Karena bukan cuma Zytta yang belajar renang dan ada belasan anak lainnya di situ, itu artinya juga ada belasan ibu-ibu yang menunggu sang anak. Awalnya saya cuma cengar-cengir basa-basi ke ibu-ibu yang lain, mondar-mandir ke sana ke mari buat ngilangin pegel karena kelamaan duduk, atau sibuk berkutat dengan ponsel, bbm-an, sms-an, dan fesbukan sebagai upaya ngilangin rasa jenuh. Pingin banget saya tidur-tiduran aja di rumah, atau mendingan nulis daripada disuruh nunggu 3 jam kayak begini. Tapi eh lama-lama saya malah jadi asyik ngobrol dengan ibu-ibu yang lain.

Sempat juga sih dibikin shock sama seorang ibu yang ngomelin anaknya gara-gara anaknya nggak mau renang. Anaknya nangis kejer, tuh ibunya makin keras juga ngomelinnya, anaknya makin kejer lagi, ibunya malah makin kenceng lagi suaranya. Bergema bagaikan pengganti petir dalam hujan siang itu. Diancam mau digebukin kalau nggak mau renang, dan dipatahin kakinya. Ini emak-emak “sakit” apa ya? Anak nggak mau kok dipaksa. Jujur saya jadi takut sama tuh ibu-ibu. Kasihan anaknya.

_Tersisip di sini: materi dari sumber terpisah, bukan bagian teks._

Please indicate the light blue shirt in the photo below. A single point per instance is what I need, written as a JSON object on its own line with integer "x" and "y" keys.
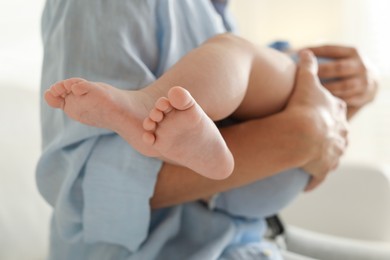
{"x": 98, "y": 185}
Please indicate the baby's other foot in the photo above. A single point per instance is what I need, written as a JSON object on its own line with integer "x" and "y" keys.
{"x": 180, "y": 130}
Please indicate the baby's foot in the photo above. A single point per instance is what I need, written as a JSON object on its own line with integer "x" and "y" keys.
{"x": 101, "y": 105}
{"x": 181, "y": 131}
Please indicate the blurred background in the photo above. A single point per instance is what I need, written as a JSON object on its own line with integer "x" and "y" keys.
{"x": 360, "y": 23}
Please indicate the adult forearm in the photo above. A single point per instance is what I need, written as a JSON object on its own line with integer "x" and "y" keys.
{"x": 261, "y": 148}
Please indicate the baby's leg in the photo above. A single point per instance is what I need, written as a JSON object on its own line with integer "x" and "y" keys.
{"x": 270, "y": 85}
{"x": 187, "y": 135}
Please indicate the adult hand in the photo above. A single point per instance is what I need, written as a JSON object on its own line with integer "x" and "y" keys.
{"x": 355, "y": 83}
{"x": 326, "y": 120}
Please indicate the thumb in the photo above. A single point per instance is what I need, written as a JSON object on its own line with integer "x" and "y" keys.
{"x": 307, "y": 62}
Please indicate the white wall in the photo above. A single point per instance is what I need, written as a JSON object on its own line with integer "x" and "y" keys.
{"x": 302, "y": 22}
{"x": 20, "y": 45}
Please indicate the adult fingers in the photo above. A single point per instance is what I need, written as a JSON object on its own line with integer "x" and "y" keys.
{"x": 345, "y": 88}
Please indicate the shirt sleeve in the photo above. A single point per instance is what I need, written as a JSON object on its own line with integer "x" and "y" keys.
{"x": 117, "y": 187}
{"x": 263, "y": 198}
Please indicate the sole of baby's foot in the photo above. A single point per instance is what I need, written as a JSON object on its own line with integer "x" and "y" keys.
{"x": 101, "y": 105}
{"x": 182, "y": 133}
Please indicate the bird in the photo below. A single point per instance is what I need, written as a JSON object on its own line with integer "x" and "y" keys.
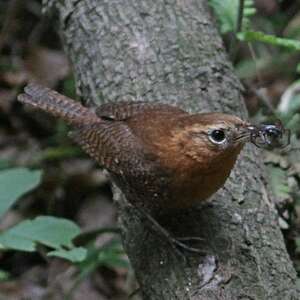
{"x": 160, "y": 156}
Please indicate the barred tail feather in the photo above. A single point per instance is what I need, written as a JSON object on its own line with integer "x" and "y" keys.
{"x": 58, "y": 105}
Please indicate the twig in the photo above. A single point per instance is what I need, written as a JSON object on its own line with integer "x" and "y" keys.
{"x": 233, "y": 43}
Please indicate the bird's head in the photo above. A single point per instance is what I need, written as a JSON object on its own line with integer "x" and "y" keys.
{"x": 212, "y": 138}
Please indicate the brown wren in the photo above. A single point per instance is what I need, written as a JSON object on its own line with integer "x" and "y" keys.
{"x": 160, "y": 156}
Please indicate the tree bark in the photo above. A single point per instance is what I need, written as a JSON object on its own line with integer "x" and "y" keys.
{"x": 170, "y": 51}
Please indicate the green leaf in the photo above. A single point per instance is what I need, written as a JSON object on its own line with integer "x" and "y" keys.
{"x": 226, "y": 12}
{"x": 14, "y": 183}
{"x": 74, "y": 255}
{"x": 49, "y": 231}
{"x": 258, "y": 36}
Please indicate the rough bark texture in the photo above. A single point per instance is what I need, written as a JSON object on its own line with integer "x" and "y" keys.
{"x": 170, "y": 51}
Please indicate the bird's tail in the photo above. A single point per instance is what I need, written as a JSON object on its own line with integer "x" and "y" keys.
{"x": 58, "y": 105}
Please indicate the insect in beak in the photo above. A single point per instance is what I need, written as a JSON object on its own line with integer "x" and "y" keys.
{"x": 269, "y": 136}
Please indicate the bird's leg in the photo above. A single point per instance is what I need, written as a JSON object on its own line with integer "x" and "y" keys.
{"x": 178, "y": 243}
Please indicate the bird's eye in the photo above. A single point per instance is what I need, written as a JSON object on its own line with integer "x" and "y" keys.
{"x": 217, "y": 136}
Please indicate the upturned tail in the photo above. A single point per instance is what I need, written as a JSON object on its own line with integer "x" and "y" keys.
{"x": 57, "y": 105}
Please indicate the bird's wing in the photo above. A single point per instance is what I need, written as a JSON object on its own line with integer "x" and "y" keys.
{"x": 117, "y": 149}
{"x": 123, "y": 110}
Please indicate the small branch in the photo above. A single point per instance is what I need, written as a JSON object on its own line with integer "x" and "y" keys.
{"x": 233, "y": 43}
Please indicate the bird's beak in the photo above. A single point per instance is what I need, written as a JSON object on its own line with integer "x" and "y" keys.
{"x": 244, "y": 133}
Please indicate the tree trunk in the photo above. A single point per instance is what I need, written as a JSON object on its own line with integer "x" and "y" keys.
{"x": 170, "y": 51}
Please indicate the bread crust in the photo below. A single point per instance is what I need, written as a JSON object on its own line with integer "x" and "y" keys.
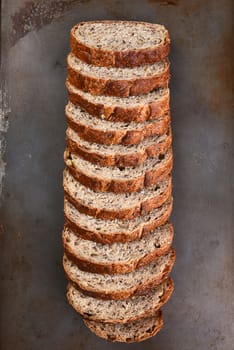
{"x": 121, "y": 136}
{"x": 141, "y": 208}
{"x": 147, "y": 313}
{"x": 105, "y": 238}
{"x": 139, "y": 113}
{"x": 120, "y": 159}
{"x": 111, "y": 58}
{"x": 118, "y": 267}
{"x": 137, "y": 290}
{"x": 98, "y": 184}
{"x": 101, "y": 333}
{"x": 121, "y": 87}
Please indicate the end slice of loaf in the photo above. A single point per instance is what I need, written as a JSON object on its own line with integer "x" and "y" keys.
{"x": 119, "y": 43}
{"x": 108, "y": 205}
{"x": 102, "y": 131}
{"x": 131, "y": 332}
{"x": 119, "y": 180}
{"x": 120, "y": 311}
{"x": 118, "y": 155}
{"x": 117, "y": 257}
{"x": 133, "y": 108}
{"x": 120, "y": 286}
{"x": 121, "y": 82}
{"x": 116, "y": 230}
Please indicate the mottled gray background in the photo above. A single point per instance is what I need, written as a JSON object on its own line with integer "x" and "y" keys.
{"x": 35, "y": 42}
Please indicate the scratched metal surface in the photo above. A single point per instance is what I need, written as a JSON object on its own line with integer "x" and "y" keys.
{"x": 34, "y": 312}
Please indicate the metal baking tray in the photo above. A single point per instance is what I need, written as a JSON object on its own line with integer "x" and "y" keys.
{"x": 35, "y": 42}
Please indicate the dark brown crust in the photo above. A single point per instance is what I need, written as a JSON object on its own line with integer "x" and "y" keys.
{"x": 109, "y": 58}
{"x": 121, "y": 136}
{"x": 120, "y": 88}
{"x": 97, "y": 184}
{"x": 105, "y": 238}
{"x": 120, "y": 159}
{"x": 139, "y": 113}
{"x": 147, "y": 313}
{"x": 134, "y": 291}
{"x": 157, "y": 327}
{"x": 116, "y": 268}
{"x": 124, "y": 214}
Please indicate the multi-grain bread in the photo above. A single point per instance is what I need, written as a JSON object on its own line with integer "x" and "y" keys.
{"x": 120, "y": 82}
{"x": 119, "y": 180}
{"x": 125, "y": 109}
{"x": 120, "y": 286}
{"x": 118, "y": 155}
{"x": 116, "y": 230}
{"x": 116, "y": 257}
{"x": 131, "y": 332}
{"x": 120, "y": 311}
{"x": 119, "y": 43}
{"x": 106, "y": 132}
{"x": 108, "y": 205}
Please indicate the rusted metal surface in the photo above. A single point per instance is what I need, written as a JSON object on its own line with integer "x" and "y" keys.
{"x": 34, "y": 311}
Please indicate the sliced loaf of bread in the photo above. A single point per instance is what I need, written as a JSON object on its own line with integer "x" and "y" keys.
{"x": 116, "y": 257}
{"x": 120, "y": 286}
{"x": 125, "y": 109}
{"x": 119, "y": 43}
{"x": 108, "y": 205}
{"x": 118, "y": 155}
{"x": 119, "y": 180}
{"x": 116, "y": 230}
{"x": 102, "y": 131}
{"x": 120, "y": 311}
{"x": 120, "y": 82}
{"x": 131, "y": 332}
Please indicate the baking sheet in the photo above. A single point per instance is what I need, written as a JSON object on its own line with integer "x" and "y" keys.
{"x": 35, "y": 42}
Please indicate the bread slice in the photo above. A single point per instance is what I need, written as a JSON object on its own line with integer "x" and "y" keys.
{"x": 116, "y": 230}
{"x": 101, "y": 131}
{"x": 107, "y": 205}
{"x": 120, "y": 311}
{"x": 116, "y": 257}
{"x": 119, "y": 43}
{"x": 118, "y": 155}
{"x": 121, "y": 82}
{"x": 122, "y": 109}
{"x": 119, "y": 180}
{"x": 120, "y": 286}
{"x": 131, "y": 332}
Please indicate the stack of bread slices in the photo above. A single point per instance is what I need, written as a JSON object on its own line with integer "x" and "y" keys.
{"x": 117, "y": 236}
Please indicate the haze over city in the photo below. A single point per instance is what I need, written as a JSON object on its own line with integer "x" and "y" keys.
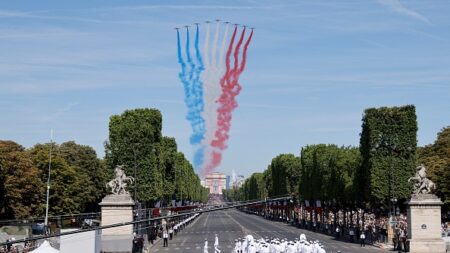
{"x": 314, "y": 66}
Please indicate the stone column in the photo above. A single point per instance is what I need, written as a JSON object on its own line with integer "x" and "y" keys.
{"x": 117, "y": 209}
{"x": 424, "y": 224}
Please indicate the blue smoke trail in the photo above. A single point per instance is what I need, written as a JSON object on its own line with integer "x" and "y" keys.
{"x": 198, "y": 90}
{"x": 193, "y": 89}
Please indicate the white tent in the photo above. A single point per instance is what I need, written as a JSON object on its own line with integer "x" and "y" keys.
{"x": 45, "y": 248}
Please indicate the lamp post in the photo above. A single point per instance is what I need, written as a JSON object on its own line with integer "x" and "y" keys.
{"x": 48, "y": 181}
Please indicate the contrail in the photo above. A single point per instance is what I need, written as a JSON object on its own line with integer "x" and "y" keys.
{"x": 198, "y": 93}
{"x": 193, "y": 95}
{"x": 216, "y": 155}
{"x": 230, "y": 90}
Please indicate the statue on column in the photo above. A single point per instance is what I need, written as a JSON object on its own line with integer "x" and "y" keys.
{"x": 422, "y": 185}
{"x": 118, "y": 184}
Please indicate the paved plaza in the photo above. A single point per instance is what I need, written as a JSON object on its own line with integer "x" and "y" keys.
{"x": 232, "y": 224}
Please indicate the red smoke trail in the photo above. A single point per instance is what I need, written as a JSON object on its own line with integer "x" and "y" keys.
{"x": 230, "y": 89}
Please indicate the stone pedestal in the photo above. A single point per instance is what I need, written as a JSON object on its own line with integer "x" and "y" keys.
{"x": 424, "y": 224}
{"x": 117, "y": 209}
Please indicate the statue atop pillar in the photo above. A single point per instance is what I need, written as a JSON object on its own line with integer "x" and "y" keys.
{"x": 422, "y": 185}
{"x": 118, "y": 184}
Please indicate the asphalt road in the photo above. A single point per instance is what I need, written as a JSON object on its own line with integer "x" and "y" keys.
{"x": 232, "y": 224}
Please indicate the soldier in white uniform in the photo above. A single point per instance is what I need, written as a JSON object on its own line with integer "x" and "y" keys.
{"x": 291, "y": 247}
{"x": 216, "y": 245}
{"x": 205, "y": 248}
{"x": 264, "y": 248}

Kejadian itu jadi mengingatkan saya pada kejadian beberapa hari lalu. Saat itu saya sedang belanja sayur dan buah di supermarket dekat rumah. Kebetulan sayur dan buah yang saya cari itu nggak ada di warung-warung sayur kecil di sekitar rumah saya. Sewaktu lagi asyik memilih sayur, saya dikagetkan oleh suara anak kecil yang menangis dan teriak kesakitan. Orang-orang juga mulai panik dan mendatangi pintu masuk, tempat suara anak itu berasal. Semua berkerumun mengelilingi anak itu, sehingga saya sendiri jadi nggak bisa melihat dengan jelas apa yang sebenarnya terjadi. Tapi dari pembicaraan orang-orang yang melihat, anak itu terjepit di pintu masuk. Cukup lama anak itu meraung-raung sampai akhirnya berhasil dilepaskan dari pintu dan kemudian digendong ibunya.

Tapi sumpah saya kaget bukan main. Begitu kerumunan orang mulai bubar, saya bisa melihat dengan jelas, sambil digendong anak itu dipukuli oleh ibunya. OMG! Anak yang tadi kejepit itu? Sekarang malah dipukuli ibunya? Saya jadi keceplosan bergumam, “parah tuh ibu-ibu, anaknya udah kejepit, sekarang malah dipukulin.” Beberapa karyawan yang mendengar gumaman saya tersenyum dan ikut geleng-geleng kepala. Serius saya jadi gemes sama ibu-ibu itu. Coba dia yang kejepit di pintu, dan habis itu dia kena pukul, apa reaksinya? 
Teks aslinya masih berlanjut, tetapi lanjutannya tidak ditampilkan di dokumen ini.